The empty void inside is not pain-free. It is a deep, heavy, aching black hole that consumes everything in you. It has weight. It has gravity. It pulls at you from the inside and there is nowhere to go to get away from it, because it is you now, or it has eaten enough of you that it feels like it. The difference between you and it is getting harder to find.
That is not numbness. That is something else, and nobody tells you the real word for it because nobody who hasn’t been there has one.

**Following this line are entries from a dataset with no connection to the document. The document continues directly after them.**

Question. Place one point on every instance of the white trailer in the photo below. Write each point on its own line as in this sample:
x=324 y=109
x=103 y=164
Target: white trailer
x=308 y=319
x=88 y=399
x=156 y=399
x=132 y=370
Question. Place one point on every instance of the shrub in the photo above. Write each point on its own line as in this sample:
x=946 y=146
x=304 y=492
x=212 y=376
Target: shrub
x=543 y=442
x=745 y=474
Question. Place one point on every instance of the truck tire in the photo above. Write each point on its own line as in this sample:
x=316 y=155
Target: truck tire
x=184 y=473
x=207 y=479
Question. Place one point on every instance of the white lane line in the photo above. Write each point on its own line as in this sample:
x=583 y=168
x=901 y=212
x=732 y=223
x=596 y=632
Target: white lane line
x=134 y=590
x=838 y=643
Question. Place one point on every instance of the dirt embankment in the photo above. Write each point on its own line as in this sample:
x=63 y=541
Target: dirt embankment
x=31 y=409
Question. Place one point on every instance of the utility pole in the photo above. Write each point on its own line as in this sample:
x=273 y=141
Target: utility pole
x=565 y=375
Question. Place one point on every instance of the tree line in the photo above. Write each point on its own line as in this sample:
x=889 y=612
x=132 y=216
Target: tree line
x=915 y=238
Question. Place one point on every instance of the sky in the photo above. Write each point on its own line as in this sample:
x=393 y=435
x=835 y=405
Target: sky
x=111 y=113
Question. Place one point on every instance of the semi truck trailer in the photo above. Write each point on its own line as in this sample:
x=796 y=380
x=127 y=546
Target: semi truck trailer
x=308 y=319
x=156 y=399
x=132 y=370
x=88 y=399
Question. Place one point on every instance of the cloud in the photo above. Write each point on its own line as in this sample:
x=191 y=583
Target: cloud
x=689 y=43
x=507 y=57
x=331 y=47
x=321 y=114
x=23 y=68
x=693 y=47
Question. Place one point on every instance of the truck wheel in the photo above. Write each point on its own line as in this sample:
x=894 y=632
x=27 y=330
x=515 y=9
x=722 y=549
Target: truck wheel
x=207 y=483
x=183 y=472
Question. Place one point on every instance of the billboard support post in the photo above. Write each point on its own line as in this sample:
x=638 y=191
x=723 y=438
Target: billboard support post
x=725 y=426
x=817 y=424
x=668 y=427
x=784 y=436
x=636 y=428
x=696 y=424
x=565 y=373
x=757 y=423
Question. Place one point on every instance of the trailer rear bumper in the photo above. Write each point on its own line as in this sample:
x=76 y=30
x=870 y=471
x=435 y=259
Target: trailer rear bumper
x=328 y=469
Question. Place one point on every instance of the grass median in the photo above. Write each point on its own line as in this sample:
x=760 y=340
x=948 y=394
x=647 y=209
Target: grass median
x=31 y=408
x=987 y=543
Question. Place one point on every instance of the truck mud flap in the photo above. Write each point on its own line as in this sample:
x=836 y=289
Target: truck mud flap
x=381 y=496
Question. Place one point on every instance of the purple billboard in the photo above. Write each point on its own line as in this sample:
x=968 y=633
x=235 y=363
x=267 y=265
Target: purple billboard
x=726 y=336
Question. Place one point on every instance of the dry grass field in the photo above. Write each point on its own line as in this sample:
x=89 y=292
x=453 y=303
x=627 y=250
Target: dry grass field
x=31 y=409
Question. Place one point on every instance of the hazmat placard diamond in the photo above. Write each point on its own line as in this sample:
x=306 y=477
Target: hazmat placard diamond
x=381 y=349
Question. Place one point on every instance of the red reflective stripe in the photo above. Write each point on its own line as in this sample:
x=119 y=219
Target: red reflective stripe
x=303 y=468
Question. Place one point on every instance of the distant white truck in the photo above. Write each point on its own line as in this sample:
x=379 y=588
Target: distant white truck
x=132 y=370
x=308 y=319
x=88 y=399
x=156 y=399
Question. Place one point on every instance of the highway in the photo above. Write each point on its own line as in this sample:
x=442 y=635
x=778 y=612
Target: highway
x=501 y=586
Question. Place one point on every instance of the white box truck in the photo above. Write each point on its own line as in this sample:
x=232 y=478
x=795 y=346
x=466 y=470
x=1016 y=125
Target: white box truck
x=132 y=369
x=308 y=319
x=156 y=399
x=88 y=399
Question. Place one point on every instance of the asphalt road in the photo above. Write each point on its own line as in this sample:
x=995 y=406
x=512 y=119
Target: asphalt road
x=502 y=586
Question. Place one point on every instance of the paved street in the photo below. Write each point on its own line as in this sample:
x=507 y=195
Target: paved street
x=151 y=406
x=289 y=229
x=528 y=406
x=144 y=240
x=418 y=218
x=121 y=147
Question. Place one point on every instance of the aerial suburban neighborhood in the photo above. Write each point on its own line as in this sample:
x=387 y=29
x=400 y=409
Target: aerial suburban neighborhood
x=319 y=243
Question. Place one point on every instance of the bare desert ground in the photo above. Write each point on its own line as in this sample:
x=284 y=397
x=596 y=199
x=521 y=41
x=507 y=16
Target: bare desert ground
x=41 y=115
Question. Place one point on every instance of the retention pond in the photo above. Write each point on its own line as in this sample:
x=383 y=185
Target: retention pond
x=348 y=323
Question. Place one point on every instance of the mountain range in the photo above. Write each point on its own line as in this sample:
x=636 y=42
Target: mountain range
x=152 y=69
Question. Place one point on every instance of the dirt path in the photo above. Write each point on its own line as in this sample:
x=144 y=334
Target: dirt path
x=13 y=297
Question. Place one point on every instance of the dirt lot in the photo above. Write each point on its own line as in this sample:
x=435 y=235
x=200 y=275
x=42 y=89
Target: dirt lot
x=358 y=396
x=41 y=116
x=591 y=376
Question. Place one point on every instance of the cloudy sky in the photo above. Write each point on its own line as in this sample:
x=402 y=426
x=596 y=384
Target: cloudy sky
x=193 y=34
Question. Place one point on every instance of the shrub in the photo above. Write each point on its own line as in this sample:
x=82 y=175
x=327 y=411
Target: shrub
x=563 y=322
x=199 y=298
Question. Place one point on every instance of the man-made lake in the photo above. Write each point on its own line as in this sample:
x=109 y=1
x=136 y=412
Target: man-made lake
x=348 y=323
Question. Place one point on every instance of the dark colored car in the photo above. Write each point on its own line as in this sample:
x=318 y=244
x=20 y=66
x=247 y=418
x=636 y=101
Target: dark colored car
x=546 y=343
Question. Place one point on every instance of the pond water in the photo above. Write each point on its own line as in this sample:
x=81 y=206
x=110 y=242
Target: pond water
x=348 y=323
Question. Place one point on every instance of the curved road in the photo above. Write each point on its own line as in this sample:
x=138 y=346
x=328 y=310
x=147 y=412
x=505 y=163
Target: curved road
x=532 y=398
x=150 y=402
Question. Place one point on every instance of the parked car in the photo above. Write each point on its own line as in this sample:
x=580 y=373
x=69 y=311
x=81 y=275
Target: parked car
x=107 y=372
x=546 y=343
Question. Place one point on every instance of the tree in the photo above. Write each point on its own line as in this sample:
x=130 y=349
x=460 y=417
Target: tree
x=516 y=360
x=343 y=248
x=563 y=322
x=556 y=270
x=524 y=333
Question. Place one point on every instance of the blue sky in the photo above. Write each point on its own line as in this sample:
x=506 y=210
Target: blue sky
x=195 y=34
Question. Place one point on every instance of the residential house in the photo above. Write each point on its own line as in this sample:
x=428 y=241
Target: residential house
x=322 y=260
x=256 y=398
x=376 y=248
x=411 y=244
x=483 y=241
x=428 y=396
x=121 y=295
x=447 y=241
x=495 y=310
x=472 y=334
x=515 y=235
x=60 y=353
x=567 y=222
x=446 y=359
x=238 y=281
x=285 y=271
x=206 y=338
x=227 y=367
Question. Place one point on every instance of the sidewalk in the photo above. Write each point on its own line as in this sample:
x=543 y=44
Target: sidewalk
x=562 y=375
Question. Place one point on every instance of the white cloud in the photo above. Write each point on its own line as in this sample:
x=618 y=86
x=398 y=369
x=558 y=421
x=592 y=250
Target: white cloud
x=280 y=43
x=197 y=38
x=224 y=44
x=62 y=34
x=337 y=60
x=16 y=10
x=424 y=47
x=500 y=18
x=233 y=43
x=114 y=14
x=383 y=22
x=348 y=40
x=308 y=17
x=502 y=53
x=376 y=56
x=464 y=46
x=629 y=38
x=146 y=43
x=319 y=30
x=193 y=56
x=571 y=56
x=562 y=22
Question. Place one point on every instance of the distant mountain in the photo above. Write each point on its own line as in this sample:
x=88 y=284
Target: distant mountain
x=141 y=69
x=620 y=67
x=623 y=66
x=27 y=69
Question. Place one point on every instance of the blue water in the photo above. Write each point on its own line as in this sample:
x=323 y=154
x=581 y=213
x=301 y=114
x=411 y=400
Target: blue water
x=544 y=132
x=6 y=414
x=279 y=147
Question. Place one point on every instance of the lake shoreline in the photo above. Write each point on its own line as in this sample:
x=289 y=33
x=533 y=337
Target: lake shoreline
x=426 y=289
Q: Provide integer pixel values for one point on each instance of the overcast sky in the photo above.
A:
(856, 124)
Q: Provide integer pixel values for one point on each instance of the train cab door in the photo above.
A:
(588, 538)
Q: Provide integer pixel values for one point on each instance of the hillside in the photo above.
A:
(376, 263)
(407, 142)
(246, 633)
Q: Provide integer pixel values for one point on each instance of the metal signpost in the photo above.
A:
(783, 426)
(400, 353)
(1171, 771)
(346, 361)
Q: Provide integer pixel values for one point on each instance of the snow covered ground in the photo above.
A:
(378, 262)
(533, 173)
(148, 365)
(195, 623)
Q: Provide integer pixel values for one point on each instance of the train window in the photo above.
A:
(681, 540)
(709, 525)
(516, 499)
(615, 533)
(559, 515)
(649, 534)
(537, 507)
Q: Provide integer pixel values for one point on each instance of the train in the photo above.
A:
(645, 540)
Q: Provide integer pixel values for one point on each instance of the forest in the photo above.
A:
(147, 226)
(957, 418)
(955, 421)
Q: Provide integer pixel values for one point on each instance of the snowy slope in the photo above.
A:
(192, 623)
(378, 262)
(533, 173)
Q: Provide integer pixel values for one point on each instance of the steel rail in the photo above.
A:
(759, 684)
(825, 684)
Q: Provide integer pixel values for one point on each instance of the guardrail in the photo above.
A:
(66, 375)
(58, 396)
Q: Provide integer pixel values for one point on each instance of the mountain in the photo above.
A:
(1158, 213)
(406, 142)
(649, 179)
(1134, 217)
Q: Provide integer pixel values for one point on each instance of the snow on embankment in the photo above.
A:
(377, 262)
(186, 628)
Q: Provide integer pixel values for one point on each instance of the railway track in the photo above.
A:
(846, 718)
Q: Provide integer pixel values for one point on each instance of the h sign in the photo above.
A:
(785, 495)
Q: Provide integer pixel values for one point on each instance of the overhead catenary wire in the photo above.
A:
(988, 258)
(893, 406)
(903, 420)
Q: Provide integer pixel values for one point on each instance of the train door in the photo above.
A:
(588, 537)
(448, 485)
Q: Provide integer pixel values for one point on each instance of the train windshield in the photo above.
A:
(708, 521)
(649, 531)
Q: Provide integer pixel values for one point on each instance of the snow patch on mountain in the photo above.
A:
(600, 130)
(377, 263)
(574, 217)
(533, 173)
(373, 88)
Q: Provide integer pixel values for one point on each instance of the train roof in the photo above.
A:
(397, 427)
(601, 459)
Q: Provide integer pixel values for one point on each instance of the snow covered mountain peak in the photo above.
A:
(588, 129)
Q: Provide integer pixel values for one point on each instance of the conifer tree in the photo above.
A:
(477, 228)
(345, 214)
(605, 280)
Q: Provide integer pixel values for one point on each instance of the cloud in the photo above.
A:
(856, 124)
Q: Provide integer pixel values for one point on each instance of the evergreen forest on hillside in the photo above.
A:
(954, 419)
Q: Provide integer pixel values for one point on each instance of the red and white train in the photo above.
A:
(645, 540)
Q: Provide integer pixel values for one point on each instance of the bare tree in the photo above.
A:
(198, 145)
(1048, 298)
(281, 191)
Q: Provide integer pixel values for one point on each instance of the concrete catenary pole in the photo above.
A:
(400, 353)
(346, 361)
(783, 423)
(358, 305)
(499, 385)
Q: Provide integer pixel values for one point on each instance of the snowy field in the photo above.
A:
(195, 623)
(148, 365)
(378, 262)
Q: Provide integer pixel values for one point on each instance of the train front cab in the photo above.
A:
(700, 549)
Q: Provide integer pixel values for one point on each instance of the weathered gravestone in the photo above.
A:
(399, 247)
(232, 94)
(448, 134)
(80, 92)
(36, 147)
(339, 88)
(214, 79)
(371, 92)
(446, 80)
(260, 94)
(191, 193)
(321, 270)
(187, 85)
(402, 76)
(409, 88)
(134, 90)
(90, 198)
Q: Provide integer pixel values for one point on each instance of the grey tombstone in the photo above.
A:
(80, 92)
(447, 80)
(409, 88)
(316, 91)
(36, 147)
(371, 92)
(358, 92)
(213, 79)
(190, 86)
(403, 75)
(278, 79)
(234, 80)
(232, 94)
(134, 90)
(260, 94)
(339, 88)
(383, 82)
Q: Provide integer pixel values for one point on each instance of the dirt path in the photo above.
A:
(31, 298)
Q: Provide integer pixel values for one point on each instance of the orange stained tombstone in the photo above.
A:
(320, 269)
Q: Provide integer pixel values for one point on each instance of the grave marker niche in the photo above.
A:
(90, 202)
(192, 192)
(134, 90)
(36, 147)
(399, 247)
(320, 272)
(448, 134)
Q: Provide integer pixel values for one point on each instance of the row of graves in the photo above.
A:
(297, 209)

I can still feel the empty void that had become my insides. The hopelessness that was right there, in my face, screaming at me to let go of the final thread of hope to which I clung. Yes, I had made stupid decisions in my past, who hasn’t. I had taken steps to throw me into a hole of despair, but I had not willingly gone head first into this sea of desolation and nothingness. It seemed that instead of being Midas with his golden touch, I had developed a touch that turned everything to shambles and shame. I could do nothing right, even things that I had done over and over, and well, turned into humiliation and fell apart. My mind was doing its best to completely shut out the world and turn off. There I lay, internally screaming at myself to get up, to keep going, that I wasn’t this weak piece of garbage and that I wasn’t allowed to quit. But my body wouldn’t move. I couldn’t make myself move.
How did I get here? Where did I slip and fall down 50 flights to the basement under the parking garage of rock bottom in life? I honestly cannot tell you. I only know that one day I was happy and today I cannot remember what happy feels like. I know that I took actions that caused a lot of this pain and agony, but I also know that some of this is so far beyond anything that makes sense.
Yet, here I sit. My reality is me, laying here, screaming at myself to get up, to keep moving, to stop being so weak. If I could only clean up the physical mess around me then maybe, just maybe I can organize the mental and emotional mess in my head. Hours pass, and I haven’t moved. All I can do is focus on keeping the self pity at bay. If I let it break the perimeter, it’s over.